When may the United States declare bankruptcy? Timeline of important events in the debt limit fight. Just days into a new session of the United States Congress, politicians are confronted with what may be the most important legislative issue of 2023: the national debt ceiling.
Here are some crucial moments to look out for in the next months:
1st of February
Next Monday, the Treasury Department will issue a quarterly report outlining how it intends to support the government for the next three months. The document, which includes details on the Treasury's upcoming debt issuance, may give insight on the timing of a prospective default. It comes after a more comprehensive breakdown of quarterly financing, which will be provided on January 30.

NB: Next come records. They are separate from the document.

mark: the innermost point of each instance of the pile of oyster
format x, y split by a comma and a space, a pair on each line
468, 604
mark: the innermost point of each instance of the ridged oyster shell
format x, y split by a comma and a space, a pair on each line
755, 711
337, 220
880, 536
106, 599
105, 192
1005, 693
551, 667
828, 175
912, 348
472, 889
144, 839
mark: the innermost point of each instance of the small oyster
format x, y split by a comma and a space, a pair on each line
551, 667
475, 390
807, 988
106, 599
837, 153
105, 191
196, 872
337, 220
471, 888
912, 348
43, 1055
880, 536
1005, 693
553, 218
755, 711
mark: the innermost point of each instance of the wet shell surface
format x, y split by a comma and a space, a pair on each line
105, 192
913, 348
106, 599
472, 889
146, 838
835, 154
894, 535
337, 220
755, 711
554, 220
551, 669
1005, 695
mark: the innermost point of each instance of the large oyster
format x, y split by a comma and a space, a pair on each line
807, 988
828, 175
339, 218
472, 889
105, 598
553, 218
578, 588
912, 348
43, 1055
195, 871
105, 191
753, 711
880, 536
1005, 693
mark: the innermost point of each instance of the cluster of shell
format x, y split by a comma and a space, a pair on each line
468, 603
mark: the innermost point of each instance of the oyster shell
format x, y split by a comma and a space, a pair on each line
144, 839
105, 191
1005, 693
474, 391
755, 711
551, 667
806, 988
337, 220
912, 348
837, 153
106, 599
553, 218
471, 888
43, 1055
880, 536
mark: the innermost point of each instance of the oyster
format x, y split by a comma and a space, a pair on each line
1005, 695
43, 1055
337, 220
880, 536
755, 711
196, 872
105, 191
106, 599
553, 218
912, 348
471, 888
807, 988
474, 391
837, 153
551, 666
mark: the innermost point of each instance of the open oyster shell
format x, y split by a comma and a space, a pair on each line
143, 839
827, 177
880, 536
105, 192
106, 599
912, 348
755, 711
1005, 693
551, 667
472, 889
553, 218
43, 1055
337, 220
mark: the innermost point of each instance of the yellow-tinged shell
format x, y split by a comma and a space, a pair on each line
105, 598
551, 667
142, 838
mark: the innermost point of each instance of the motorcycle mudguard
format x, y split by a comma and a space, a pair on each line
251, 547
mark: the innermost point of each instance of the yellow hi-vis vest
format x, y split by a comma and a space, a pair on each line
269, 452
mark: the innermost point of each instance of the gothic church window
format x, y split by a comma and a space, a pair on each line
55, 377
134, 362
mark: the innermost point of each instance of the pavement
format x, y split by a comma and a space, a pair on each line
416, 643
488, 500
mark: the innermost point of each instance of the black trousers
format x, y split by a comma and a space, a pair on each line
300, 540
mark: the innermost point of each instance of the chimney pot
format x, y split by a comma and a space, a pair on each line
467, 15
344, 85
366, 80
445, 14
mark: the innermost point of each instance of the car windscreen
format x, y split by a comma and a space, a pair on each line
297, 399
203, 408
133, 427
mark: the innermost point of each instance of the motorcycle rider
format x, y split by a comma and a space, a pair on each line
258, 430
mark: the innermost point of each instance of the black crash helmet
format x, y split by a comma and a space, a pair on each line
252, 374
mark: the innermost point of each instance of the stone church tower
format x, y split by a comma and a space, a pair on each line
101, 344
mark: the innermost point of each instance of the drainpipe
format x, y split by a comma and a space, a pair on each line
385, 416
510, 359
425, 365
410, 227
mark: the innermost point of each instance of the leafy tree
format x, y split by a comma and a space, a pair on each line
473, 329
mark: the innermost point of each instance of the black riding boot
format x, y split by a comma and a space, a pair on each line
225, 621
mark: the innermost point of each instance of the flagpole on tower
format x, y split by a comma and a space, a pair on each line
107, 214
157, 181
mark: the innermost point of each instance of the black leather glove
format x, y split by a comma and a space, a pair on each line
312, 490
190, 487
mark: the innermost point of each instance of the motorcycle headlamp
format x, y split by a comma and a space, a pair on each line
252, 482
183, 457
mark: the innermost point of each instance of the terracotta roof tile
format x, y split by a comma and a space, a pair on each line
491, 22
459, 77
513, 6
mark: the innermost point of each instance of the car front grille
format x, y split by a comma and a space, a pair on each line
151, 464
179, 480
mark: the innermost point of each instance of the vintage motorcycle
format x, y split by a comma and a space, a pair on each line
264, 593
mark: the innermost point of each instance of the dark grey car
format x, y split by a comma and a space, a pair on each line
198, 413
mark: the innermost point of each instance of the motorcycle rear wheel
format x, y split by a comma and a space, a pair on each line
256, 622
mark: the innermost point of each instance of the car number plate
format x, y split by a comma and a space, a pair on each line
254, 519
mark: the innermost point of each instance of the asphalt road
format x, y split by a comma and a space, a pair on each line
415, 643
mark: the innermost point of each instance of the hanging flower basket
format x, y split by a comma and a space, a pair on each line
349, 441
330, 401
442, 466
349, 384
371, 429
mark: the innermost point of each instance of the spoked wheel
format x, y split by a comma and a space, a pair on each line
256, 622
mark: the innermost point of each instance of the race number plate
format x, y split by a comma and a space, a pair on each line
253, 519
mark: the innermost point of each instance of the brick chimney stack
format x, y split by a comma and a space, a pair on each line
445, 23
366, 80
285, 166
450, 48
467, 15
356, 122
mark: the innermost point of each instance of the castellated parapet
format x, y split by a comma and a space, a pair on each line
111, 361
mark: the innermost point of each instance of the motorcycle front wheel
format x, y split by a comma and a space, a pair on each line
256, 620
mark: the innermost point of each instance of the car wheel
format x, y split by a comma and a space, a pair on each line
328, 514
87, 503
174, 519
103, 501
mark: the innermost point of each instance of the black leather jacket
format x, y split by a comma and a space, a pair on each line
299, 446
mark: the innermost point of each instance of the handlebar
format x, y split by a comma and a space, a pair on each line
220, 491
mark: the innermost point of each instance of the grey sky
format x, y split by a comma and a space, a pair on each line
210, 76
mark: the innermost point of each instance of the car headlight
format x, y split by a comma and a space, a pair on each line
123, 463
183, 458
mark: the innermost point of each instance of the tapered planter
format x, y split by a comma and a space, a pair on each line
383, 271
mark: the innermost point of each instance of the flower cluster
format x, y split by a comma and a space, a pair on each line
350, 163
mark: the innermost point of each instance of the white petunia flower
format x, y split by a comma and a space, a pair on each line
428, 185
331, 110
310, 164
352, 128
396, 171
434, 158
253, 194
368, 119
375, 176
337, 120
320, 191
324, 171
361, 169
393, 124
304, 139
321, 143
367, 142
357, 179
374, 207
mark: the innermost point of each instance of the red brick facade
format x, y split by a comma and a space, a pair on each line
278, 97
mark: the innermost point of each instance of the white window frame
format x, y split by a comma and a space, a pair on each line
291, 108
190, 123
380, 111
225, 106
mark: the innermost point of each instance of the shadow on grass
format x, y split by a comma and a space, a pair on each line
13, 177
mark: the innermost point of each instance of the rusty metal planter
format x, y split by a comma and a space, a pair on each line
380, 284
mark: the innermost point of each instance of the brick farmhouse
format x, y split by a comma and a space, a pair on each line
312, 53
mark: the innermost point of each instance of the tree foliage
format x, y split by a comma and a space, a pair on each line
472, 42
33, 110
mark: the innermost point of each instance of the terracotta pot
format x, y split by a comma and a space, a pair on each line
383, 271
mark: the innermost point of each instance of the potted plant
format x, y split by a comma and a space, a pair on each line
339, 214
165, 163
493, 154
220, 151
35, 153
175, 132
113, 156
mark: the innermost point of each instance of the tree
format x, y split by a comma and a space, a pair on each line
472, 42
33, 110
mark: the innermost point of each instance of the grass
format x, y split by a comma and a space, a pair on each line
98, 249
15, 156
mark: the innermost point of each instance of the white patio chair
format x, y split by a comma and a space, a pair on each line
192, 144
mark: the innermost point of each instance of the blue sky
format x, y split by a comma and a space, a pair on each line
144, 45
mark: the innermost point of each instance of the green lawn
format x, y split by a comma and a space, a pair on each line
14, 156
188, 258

Analysts caution, however, that it will be far too early to narrow down a specific date, which will be determined by a variety of circumstances, including tax collections.
March-April
The Congressional Budget Office will provide fresh budget predictions for fiscal 2023 and fiscal 2024 in March or April, based on existing tax and expenditure laws and economic forecasts. The predictions will give a nonpartisan picture of government cash flows as well as more hints as to how long the Treasury will be able to pay its debts.
In addition, President Joe Biden is expected to release his fiscal year 2024 budget request in the second quarter. This happened in early March of last year.
The idea will be grain for any discussions with Republicans, who will almost certainly want considerable concessions in order to sign off on legislation lifting the debt ceiling.
April 18
The deadline for filing federal income tax returns is April 18. Data on government income might be a key component in establishing the so-called "X date," or the day when the government stops paying its obligations.
The more tax income the government collects, the longer it can pay its responsibilities.
June 5
Treasury Secretary Janet Yellen has designated June 5 as the earliest potential X date, citing the conclusion of a "debt issuance moratorium period" in implementing exceptional cash management measures.
Analysts widely believe, however, that the US will not default until a later date, and that the US Treasury is presenting Congress with the worst-case scenario.
June 30
If the US Treasury makes it to June 30 without missing any payments, it will receive a $145 billion respite when investments made by the Civil Service Retirement and Disability Fund mature.
Normally, these monies would be reinvested, but the Treasury Department has stated that the revenues might be used to assist make necessary payments.
July-October
Most analysts believe the genuine X date will fall between July and October.
In addition to upsetting global financial markets, failing to strike an agreement by the X date might result in certain government payrolls, Social Security benefits, and bond repayments being missed.